We believe effective treatment of MASH requires the reversal of fibrosis – particularly among patients with the most advanced fibrosis. We believe EFX has the potential to act at each step of the cascade that leads to fibrosis.

Data from the Phase 2b HARMONY study showed EFX’s potential to reduce fibrosis in as little as 24 weeks of treatment:

  • 41% and 39% of patients in the 50mg and 28mg dose groups, respectively, demonstrated ≥1 stage improvement in fibrosis without worsening of MASH, double the placebo rate (20%)
  • 76% and 47% of patients in the 50mg and 28mg dose groups, respectively, demonstrated MASH resolution without worsening of fibrosis, three to five times the placebo rate (15%)
  • 41% and 29% of patients in the 50mg and 28mg dose groups, respectively, demonstrated fibrosis improvement AND resolution of MASH, six to eight times the placebo rate (5%)

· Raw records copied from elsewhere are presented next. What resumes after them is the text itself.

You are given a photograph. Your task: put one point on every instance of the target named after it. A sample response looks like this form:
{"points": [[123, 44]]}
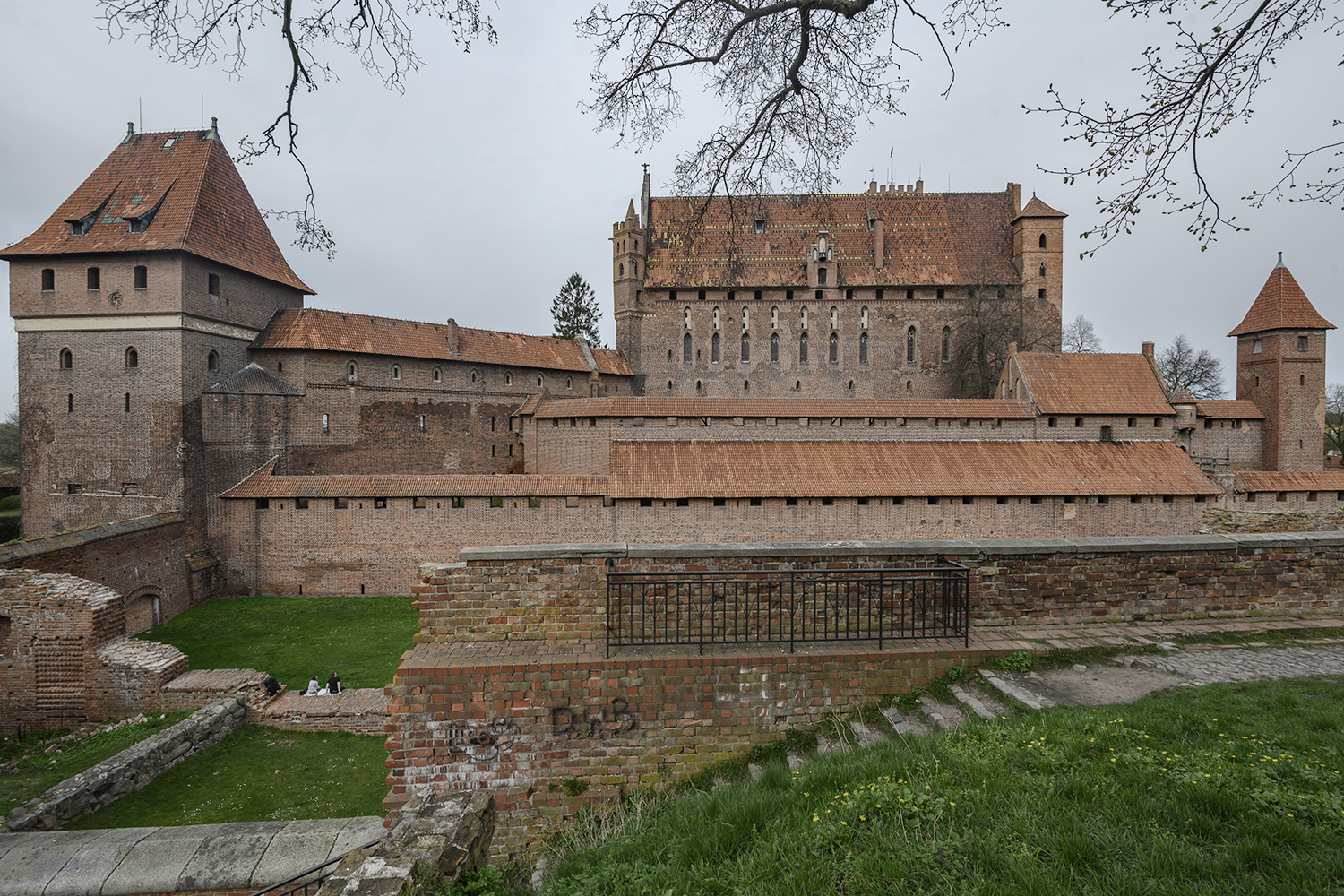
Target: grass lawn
{"points": [[293, 638], [27, 770], [260, 774], [1226, 788]]}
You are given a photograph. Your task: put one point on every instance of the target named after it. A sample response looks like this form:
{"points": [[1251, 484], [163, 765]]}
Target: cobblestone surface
{"points": [[1201, 667]]}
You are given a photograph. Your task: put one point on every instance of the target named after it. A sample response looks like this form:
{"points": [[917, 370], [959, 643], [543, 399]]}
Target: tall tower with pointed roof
{"points": [[142, 289], [1281, 367]]}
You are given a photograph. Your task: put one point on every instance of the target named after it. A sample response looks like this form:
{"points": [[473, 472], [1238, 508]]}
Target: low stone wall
{"points": [[129, 770], [448, 831]]}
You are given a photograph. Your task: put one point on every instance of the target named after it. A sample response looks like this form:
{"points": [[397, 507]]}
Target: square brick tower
{"points": [[142, 290], [1281, 367]]}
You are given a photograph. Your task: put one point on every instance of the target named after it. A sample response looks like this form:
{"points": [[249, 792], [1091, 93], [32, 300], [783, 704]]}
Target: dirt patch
{"points": [[1101, 684]]}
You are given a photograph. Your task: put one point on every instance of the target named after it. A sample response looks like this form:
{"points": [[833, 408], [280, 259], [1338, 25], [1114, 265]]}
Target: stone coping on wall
{"points": [[78, 538], [957, 547], [120, 861]]}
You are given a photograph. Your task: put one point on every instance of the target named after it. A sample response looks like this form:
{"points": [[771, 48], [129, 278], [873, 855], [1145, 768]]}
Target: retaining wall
{"points": [[129, 770], [508, 684]]}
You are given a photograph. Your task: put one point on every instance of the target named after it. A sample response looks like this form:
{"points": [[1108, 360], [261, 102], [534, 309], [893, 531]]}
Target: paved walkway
{"points": [[164, 860]]}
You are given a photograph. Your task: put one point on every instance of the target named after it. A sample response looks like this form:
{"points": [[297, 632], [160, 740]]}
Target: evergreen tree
{"points": [[575, 312]]}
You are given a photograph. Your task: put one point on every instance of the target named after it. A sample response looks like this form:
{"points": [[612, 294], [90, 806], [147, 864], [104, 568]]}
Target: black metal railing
{"points": [[788, 606], [279, 890]]}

EFX was also reported to be generally well tolerated. Gastrointestinal events, which were transient in nature, were the most frequent side effect.

These encouraging results pave the way for continued development of EFX, which we believe has the potential to be a foundational MASH monotherapy.

We are exploring additional pipeline programs and assets to complement EFX.